Ein Großteil der jetzt Intensivmedizin-Bedürftigen, schwererkrankten COVID-19 Patienten benötigt nach der Akutbehandlung einen der knappen Plätze in der neurologische Frührehabilitation, meist mit intensivmedizinischen Vorhaltungen. „Neue Perspektiven durch COVID-19“ und „Früh- und Beatmungsrehabilitation“ sind aktuelle Themenschwerpunkte bei der 8. Gemeinsamen Jahrestagung der Deutschen Gesellschaft für Neurorehabilitation e. V. (DGNR) und der Deutschen Gesellschaft für Neurotraumatologie und klinische Neurorehabilitation e. V. (DGNKN) vom 10. bis 12. Dezember 2020.

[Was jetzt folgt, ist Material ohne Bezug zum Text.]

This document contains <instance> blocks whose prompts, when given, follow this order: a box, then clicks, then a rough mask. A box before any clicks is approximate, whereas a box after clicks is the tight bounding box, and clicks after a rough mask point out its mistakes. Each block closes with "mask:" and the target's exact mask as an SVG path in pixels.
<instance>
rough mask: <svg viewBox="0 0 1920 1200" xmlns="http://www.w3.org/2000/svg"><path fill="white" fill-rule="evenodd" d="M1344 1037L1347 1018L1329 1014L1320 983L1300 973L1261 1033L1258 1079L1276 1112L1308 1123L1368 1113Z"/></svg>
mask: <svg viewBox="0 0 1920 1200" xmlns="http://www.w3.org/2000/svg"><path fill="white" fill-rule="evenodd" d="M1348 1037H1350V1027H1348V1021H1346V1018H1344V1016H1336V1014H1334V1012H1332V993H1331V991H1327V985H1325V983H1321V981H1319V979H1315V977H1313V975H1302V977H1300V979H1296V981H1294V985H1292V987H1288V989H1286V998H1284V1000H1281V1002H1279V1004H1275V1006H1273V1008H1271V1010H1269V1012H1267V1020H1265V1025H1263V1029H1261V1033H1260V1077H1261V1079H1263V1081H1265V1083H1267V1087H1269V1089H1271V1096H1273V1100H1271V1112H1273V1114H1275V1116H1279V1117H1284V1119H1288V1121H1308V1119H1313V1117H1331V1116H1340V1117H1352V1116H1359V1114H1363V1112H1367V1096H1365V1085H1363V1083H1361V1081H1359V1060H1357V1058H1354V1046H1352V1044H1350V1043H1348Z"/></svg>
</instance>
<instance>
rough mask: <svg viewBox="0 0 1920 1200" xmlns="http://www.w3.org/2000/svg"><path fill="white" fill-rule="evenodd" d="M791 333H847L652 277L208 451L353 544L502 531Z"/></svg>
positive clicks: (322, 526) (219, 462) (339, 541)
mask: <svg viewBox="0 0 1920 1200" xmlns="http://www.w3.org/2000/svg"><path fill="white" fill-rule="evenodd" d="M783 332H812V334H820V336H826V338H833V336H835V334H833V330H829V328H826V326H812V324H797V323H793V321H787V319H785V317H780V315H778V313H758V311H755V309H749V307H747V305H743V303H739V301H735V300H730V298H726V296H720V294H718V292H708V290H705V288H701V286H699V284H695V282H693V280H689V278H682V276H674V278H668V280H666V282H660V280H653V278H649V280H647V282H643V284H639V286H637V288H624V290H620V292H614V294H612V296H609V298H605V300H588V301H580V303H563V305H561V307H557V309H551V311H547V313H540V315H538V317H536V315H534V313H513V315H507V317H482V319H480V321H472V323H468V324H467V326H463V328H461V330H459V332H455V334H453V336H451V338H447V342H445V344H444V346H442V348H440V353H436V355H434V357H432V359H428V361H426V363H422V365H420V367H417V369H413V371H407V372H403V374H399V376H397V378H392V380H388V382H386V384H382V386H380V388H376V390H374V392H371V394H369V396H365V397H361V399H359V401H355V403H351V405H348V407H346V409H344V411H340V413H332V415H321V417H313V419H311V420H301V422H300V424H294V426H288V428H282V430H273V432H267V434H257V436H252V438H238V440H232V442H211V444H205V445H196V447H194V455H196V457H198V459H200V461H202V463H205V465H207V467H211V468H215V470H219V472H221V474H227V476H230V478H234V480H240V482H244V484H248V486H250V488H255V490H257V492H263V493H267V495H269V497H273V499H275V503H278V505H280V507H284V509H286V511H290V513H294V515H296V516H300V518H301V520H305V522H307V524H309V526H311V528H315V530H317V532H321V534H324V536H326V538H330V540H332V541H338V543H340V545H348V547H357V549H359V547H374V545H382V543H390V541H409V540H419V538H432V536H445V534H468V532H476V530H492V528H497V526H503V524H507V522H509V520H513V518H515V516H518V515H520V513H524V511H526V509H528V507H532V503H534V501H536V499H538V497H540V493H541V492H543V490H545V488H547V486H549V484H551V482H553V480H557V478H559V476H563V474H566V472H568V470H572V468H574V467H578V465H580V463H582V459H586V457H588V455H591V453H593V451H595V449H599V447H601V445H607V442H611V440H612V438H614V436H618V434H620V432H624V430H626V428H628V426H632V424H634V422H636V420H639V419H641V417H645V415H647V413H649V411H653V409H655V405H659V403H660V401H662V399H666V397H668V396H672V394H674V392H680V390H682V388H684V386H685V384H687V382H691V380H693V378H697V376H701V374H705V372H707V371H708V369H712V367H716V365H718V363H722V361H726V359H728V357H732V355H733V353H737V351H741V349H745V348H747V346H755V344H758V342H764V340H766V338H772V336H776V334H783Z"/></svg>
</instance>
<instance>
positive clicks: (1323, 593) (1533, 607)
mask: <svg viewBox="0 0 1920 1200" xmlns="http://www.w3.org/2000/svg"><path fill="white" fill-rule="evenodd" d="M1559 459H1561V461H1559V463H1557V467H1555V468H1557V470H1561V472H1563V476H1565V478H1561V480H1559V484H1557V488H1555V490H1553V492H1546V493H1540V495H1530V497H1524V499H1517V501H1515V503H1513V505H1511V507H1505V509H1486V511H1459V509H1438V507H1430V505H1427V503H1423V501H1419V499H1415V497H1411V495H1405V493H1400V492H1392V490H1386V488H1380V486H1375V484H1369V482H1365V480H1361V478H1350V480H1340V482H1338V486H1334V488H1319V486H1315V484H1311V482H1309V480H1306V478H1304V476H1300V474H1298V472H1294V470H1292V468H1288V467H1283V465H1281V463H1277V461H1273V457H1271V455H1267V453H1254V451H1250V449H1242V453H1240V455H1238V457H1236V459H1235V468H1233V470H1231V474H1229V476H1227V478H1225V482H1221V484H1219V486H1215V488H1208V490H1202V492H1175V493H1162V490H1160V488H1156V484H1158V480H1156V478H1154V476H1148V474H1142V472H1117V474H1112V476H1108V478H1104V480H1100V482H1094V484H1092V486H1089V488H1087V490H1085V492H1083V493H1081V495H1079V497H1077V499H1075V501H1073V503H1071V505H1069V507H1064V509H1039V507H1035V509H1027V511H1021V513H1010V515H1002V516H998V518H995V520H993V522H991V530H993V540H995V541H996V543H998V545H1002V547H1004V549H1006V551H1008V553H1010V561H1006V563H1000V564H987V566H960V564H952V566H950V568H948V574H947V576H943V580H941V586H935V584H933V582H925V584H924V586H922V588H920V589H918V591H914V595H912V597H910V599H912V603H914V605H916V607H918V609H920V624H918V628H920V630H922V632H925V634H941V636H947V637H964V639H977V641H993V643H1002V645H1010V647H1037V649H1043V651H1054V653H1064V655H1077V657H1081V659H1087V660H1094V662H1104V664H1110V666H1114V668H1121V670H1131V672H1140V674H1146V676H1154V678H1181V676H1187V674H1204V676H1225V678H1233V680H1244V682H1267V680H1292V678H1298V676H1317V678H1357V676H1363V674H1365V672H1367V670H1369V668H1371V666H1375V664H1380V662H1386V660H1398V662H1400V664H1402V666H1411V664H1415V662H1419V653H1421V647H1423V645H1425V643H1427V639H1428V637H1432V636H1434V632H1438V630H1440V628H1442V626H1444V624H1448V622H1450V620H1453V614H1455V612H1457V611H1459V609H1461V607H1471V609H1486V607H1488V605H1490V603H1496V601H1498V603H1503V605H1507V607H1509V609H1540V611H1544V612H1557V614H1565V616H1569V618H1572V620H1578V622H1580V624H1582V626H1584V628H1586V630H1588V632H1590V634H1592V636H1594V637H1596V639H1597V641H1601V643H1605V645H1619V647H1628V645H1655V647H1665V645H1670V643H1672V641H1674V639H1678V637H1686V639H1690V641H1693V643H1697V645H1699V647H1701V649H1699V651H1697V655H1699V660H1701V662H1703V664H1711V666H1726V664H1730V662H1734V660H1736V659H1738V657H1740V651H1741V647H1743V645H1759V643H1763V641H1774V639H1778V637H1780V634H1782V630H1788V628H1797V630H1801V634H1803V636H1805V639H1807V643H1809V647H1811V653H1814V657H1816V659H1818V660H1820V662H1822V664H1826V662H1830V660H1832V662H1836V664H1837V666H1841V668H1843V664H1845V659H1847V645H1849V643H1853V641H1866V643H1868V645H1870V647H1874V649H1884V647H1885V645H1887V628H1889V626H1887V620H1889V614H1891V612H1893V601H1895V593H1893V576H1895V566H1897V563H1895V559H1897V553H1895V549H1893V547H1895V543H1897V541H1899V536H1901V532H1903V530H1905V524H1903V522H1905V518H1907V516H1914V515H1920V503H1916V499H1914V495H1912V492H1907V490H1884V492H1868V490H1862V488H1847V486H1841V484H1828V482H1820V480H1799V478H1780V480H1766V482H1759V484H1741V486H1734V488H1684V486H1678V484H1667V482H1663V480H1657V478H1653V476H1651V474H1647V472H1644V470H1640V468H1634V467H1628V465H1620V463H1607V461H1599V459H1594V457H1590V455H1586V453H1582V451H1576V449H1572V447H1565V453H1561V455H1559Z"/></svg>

Kongresspräsident Professor Dr. med. Stefan Knecht gibt erste Einblicke in Tagungs-Highlights und aktuelle Entwicklungen der Rehabilitationsmedizin:
Mit dem diesjährigen Motto „Neurorehabilitation im demographischen Wandel“ legt der Kongress einen Fokus auf die immer älter werdende Bevölkerung. Welche neuen Herausforderungen bedeutet es für Ihr Fachgebiet, immer mehr alte und kranke Patienten zu behandeln? Inwiefern ist dies ein wichtiges Thema für die nächsten Jahre? Eine hochbrisante Frage: Wie kann Neurorehabilitation in den nächsten Jahrzehnten unter den Bedingungen des demographischen Wandels anders und effizienter werden und dabei human bleiben?
Professor Dr. Stefan Knecht: Die Alterung unserer Bevölkerung begleitet uns ja schon eine ganze Weile und sie wird sich weiter fortsetzen. Zusätzlich werden in den nächsten Jahren aber die Erwerbspersonen, also die Menschen zwischen 25 und 67, wegbrechen. Denn der ausladende Teil der Bevölkerungspyramide bewegt sich über die Pensionsgrenze und danach folgt nur noch eine schmale Taille. Die Erwerbsgruppe wird dadurch um 8 Millionen Menschen kleiner über die nächsten 20 Jahre – plus oder minus einige 100.000 Zugewanderte. Dadurch werden in den nächsten Jahren weniger Berufstätige mehr Bedürftige versorgen müssen. Und das wird sich besonders in so personalkritischen Bereichen wie Neuroreha niederschlagen. Die große Frage ist, wie das gehen soll.
„Neue Perspektiven durch COVID-19“ und „Früh- und Beatmungsrehabilitation“ sind aktuelle Schwerpunktthemen, zu denen Rehabilitations-Experten ihre Erfahrungen und Erkenntnisse vortragen. Welche Auswirkungen hat die Pandemie auf die Neurorehabilitation?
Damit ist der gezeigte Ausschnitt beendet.